The problem with Christ on campus

, National Post · Nov. 2, 2011 | Last Updated: Nov. 2, 2011 3:07 AM ET

Canadian liberals are forever fear-mongeringabouttheinfluence of evangelical Christians on Stephen Harper's government. But in truth, the Canadian Evangelical lobby is small compared to its American counterpart, which has fuelled both the Moral Majority and the Tea Party. Hundreds of thousands of young people attend evangelical colleges and universities, whose purpose is to train an army of ideological missionaries. After graduation, they fan out into society and apply their collective weight to shaping America's culture, laws and politics.

What do young evangelicals learn at these institutes of higher learning? In 2007, author Kevin Roose - raised in a nominally Quaker, but mostly secular and liberal home - was an English literature student with journalistic ambitions at ultraliberal Brown University in Providence, Rhode Island. He knew lots of Catholics, Buddhists and Jews, but no evangelicals. He wanted an answer to that question.

So while his peers went off to Paris and Munich for their semester abroad, Roose chose to spend his masquerading as an evangelical at the biggest EC university in the world, Liberty University in Lynchburg, Va., home of Liberty's controversial founder and presiding guru, Reverend Jerry Falwell. The result of his anthropological sojourn at "Bible Boot Camp" was his thoroughly entertaining and informative book The Unlikely Disciple: A Sinner's Semester at America's Holiest University. It came out in 2009, but I discovered it only this year.

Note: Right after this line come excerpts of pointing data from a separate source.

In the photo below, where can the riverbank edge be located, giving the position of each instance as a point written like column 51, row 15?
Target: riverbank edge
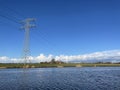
column 37, row 65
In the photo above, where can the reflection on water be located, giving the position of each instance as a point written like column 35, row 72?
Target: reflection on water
column 93, row 78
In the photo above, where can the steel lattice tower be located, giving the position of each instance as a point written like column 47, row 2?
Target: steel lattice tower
column 26, row 49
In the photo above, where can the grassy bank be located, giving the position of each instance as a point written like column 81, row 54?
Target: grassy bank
column 37, row 65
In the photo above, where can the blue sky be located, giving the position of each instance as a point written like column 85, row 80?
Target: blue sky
column 68, row 27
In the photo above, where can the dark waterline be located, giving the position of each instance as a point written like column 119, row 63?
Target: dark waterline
column 87, row 78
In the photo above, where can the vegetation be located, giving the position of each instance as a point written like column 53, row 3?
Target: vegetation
column 54, row 63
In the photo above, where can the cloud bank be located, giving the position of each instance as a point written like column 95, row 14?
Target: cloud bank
column 111, row 56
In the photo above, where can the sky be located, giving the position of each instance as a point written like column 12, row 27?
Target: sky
column 63, row 28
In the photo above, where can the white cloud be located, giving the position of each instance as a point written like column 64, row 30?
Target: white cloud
column 112, row 56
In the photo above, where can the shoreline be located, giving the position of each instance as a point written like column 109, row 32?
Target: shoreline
column 38, row 65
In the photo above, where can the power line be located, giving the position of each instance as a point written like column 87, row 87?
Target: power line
column 26, row 50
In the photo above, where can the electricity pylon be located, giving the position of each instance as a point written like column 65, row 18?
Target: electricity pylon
column 27, row 24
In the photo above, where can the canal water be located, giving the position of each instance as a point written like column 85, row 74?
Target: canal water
column 84, row 78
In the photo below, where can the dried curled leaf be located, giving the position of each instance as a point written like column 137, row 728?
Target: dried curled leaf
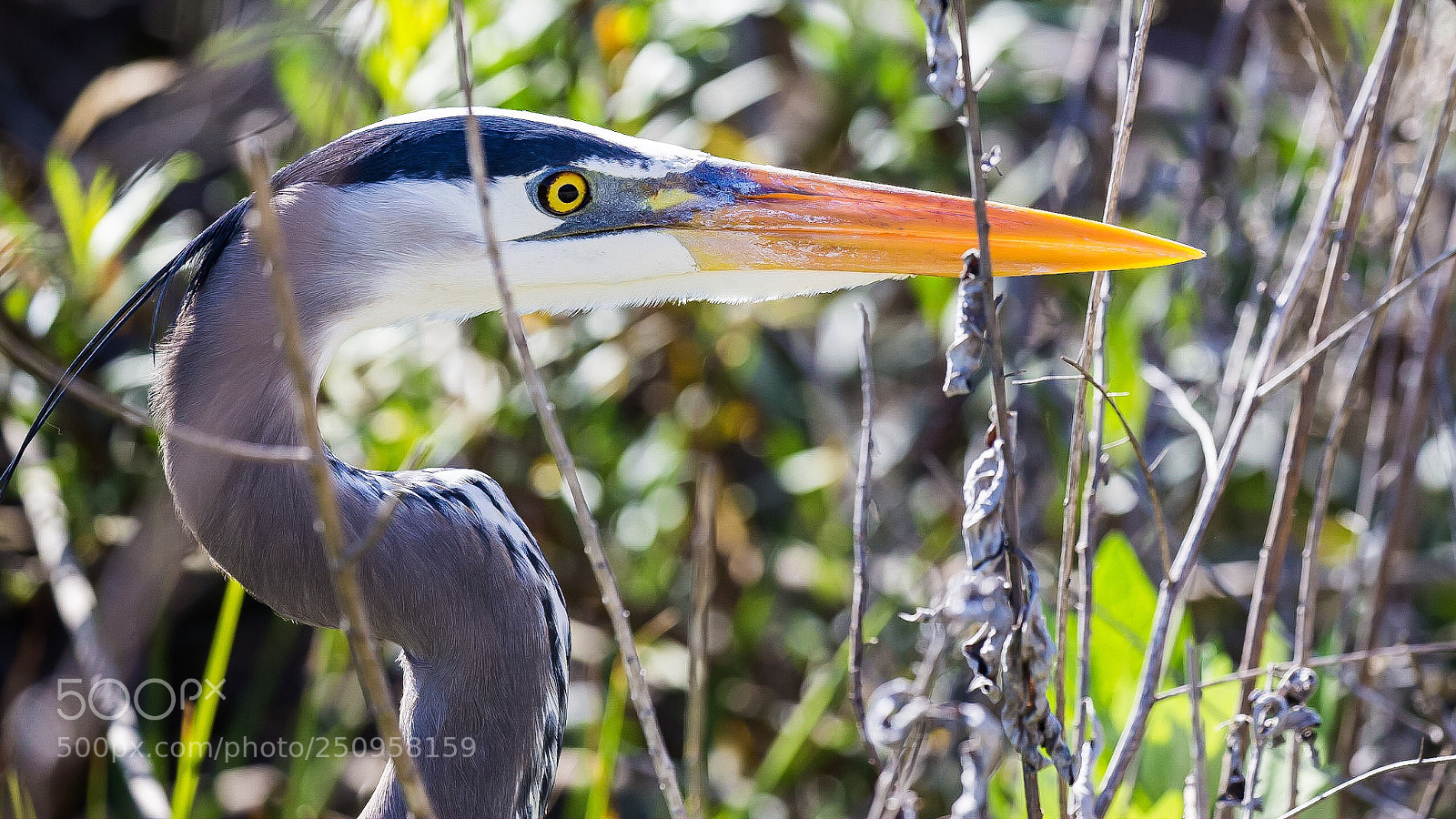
column 941, row 51
column 963, row 359
column 1009, row 663
column 980, row 756
column 1082, row 794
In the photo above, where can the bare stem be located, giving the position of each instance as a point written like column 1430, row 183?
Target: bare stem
column 997, row 365
column 1296, row 443
column 705, row 532
column 1274, row 329
column 638, row 688
column 1366, row 777
column 858, row 601
column 1138, row 450
column 76, row 603
column 1130, row 73
column 1318, row 662
column 1198, row 775
column 327, row 501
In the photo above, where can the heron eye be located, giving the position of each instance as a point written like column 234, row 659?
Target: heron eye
column 564, row 193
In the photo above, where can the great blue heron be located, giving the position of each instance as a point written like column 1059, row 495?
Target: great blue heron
column 382, row 227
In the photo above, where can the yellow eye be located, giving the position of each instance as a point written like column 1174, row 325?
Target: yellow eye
column 564, row 193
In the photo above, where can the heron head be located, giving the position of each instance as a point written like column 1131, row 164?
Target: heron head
column 592, row 217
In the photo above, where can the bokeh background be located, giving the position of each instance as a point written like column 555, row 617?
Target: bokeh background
column 118, row 121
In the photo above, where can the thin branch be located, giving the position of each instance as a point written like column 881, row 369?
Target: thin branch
column 1320, row 57
column 1296, row 442
column 1274, row 331
column 76, row 603
column 895, row 778
column 638, row 688
column 356, row 625
column 385, row 511
column 1365, row 777
column 858, row 599
column 1178, row 399
column 1324, row 487
column 1142, row 460
column 1373, row 310
column 705, row 535
column 1198, row 775
column 1094, row 332
column 1318, row 662
column 997, row 360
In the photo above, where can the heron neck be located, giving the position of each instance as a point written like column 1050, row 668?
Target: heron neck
column 480, row 668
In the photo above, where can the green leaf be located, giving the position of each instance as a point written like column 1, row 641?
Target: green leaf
column 198, row 732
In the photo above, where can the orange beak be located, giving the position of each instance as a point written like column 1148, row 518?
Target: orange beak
column 781, row 219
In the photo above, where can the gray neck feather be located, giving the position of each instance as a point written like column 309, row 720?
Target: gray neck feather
column 475, row 610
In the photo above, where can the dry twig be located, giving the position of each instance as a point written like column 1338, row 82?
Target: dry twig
column 705, row 535
column 1274, row 331
column 1094, row 332
column 1368, row 775
column 1142, row 460
column 76, row 603
column 858, row 599
column 565, row 462
column 327, row 503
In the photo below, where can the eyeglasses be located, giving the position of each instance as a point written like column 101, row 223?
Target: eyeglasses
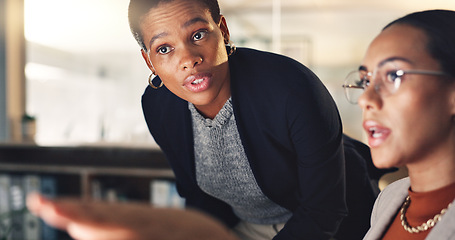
column 387, row 80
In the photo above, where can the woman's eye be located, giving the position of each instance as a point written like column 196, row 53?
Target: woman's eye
column 164, row 49
column 392, row 76
column 199, row 35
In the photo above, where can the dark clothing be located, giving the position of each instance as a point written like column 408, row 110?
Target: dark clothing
column 292, row 135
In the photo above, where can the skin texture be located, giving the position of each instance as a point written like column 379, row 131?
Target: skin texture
column 187, row 45
column 415, row 125
column 91, row 220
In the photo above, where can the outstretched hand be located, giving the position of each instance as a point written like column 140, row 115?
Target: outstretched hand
column 97, row 220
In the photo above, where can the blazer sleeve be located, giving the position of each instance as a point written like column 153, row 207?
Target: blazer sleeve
column 316, row 134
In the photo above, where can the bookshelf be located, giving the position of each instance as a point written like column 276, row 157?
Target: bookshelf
column 90, row 172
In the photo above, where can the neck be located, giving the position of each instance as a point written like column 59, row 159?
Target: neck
column 431, row 175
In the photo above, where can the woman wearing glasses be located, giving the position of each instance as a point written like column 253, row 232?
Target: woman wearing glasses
column 406, row 89
column 254, row 138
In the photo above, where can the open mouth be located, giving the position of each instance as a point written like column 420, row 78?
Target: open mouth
column 197, row 81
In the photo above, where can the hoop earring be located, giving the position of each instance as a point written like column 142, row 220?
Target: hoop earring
column 151, row 82
column 231, row 48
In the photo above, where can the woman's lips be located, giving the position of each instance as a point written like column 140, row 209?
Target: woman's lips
column 198, row 82
column 377, row 134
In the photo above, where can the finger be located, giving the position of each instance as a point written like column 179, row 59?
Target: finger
column 46, row 209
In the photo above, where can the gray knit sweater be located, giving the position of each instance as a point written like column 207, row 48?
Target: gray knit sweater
column 223, row 170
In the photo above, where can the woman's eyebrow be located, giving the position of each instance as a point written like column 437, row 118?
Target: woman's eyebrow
column 185, row 25
column 392, row 59
column 157, row 36
column 193, row 21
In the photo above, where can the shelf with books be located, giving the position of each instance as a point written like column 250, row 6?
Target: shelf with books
column 107, row 173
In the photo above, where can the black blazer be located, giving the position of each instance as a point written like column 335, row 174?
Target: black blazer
column 292, row 135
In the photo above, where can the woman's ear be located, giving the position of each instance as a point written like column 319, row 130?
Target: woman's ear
column 148, row 61
column 224, row 29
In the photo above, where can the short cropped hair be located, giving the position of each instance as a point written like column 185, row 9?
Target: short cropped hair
column 439, row 27
column 139, row 8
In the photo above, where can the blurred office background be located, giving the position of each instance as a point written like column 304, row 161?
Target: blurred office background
column 74, row 69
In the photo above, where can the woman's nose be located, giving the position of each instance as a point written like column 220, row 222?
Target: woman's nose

You don't often see a writer go to such lengths to combat his own prejudices. Roose shines a high-intensity light on every benefit he can find at Liberty: Almost everyone he meets is optimistic and motivated; dating girls you can't have a physical relationship with (three-second hugs are the maximum allowed; engagement talk is encouraged after four or five dates) means you really talk and listen maturely; routine prayer can be uplifting even for a non-believer; life is healthier and the body fitter without booze; it's nice to escape the cynicism of secular life.

But his difficulty - and the reader's - is that these pleasant side effects are nothing beside the troubling values inherent in Liberty's social and pedagogical culture, especially the college's systemic homophobia and its shameless anti-intellectualism. Because this was his first big assignment, Roose struggled mightily for even-handedness on these and other fronts (racism is no longer overt, but discernible to the observant eye and ear). His Pythonesque attempts to "always look on the bright side of life" at Liberty - a bright side that isn't really there from a rational perspective - is a failing, even though it is part of the book's charm.

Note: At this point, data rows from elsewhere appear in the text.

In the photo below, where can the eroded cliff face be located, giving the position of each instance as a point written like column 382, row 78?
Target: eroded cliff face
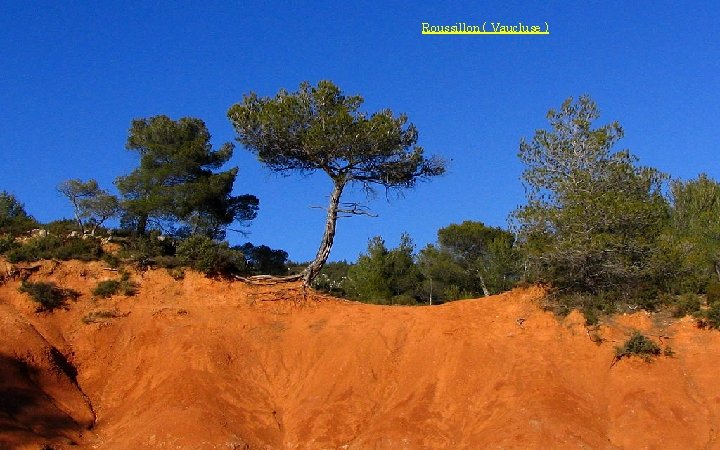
column 198, row 363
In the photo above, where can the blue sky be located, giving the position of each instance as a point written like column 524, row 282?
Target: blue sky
column 74, row 74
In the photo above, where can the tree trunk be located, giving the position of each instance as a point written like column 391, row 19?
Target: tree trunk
column 486, row 293
column 142, row 225
column 323, row 253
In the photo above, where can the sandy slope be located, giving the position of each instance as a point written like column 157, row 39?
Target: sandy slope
column 202, row 364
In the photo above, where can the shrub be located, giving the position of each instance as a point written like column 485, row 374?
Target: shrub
column 712, row 292
column 7, row 242
column 210, row 257
column 403, row 299
column 639, row 345
column 47, row 294
column 113, row 261
column 106, row 288
column 52, row 247
column 177, row 273
column 686, row 304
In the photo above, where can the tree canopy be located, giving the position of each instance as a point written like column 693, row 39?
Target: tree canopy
column 176, row 188
column 592, row 217
column 92, row 205
column 318, row 128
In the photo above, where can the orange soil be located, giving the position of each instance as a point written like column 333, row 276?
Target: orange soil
column 204, row 364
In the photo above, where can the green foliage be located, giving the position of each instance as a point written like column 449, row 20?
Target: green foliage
column 177, row 273
column 264, row 260
column 53, row 247
column 486, row 255
column 175, row 186
column 61, row 227
column 691, row 240
column 92, row 205
column 14, row 220
column 332, row 278
column 712, row 292
column 592, row 220
column 7, row 242
column 47, row 294
column 320, row 128
column 713, row 316
column 148, row 251
column 382, row 275
column 210, row 257
column 639, row 345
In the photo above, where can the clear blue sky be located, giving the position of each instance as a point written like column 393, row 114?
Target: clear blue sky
column 74, row 74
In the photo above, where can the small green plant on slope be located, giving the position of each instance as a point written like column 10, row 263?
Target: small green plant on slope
column 47, row 294
column 637, row 345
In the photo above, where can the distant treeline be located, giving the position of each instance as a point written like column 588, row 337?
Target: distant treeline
column 597, row 228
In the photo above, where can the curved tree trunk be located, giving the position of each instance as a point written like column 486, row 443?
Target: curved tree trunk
column 323, row 253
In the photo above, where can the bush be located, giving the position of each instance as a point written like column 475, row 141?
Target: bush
column 712, row 291
column 106, row 288
column 686, row 304
column 52, row 247
column 47, row 294
column 210, row 257
column 7, row 242
column 639, row 345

Homophobia, Roose writes, was rampant on campus, and a preoccupation amongst his dorm-mates. Why any gay would choose to go to Liberty, God only knows, but one pastor individually counselled about 40 of them (the same pastor helped male students deal with "Every Man's Battle" - masturbation). Roose disagrees with the pastor's approach of trying to change gays' orientation, but felt he offered "genuine custodial love for his students," and concludes, unconvincingly, that "Love with strings attached seems better than no love at all." For himself, he cultivates a "numbness" to the constant talk of "faggots" to preserve his equanimity.

But it is the cognitive dissonance imposed by the belief in the Bible as literal truth that is most unsettling. About 60% of the courses are nonChristian, but all students must take core Christian courses. Amongst them is "History of Life" in the Creation Studies Department, where young-earth creationism is taught: i.e. God created the Earth 6,000 years ago in six 24-hour days. (Only biology majors learn about evolution; otherwise they can't be accredited as public school teachers.)

Roose's professor is a real scientist, who has contributed to Alzheimer's research in peer-reviewed journals. But like every other teacher at Liberty, he is also a believing evangelical, and when there is a conflict, belief wins. To a question about how the dinosaurs fit into Noah's Ark, the prof surmised they must have been "teen" dinosaurs and therefore small enough. A visiting pastor says to them: "My biggest worry about - all of you is that you'll be educated beyond your obedience."

So, as Roose correctly deduces, there is a "cap" on knowledge at Liberty - "a point at which knowledge becomes dangerous rather than useful." There wasn't even a library there until accreditation issues forced the issue.

An evangelical polling firm, Barna, reports that 47% of born-again Christians under 40 think "the political efforts of conservative Christians" are problematic for America. They're right. If you wonder why the Republicans seem to find so much difficulty in fielding serious candidates for national leadership, look no further than Liberty University.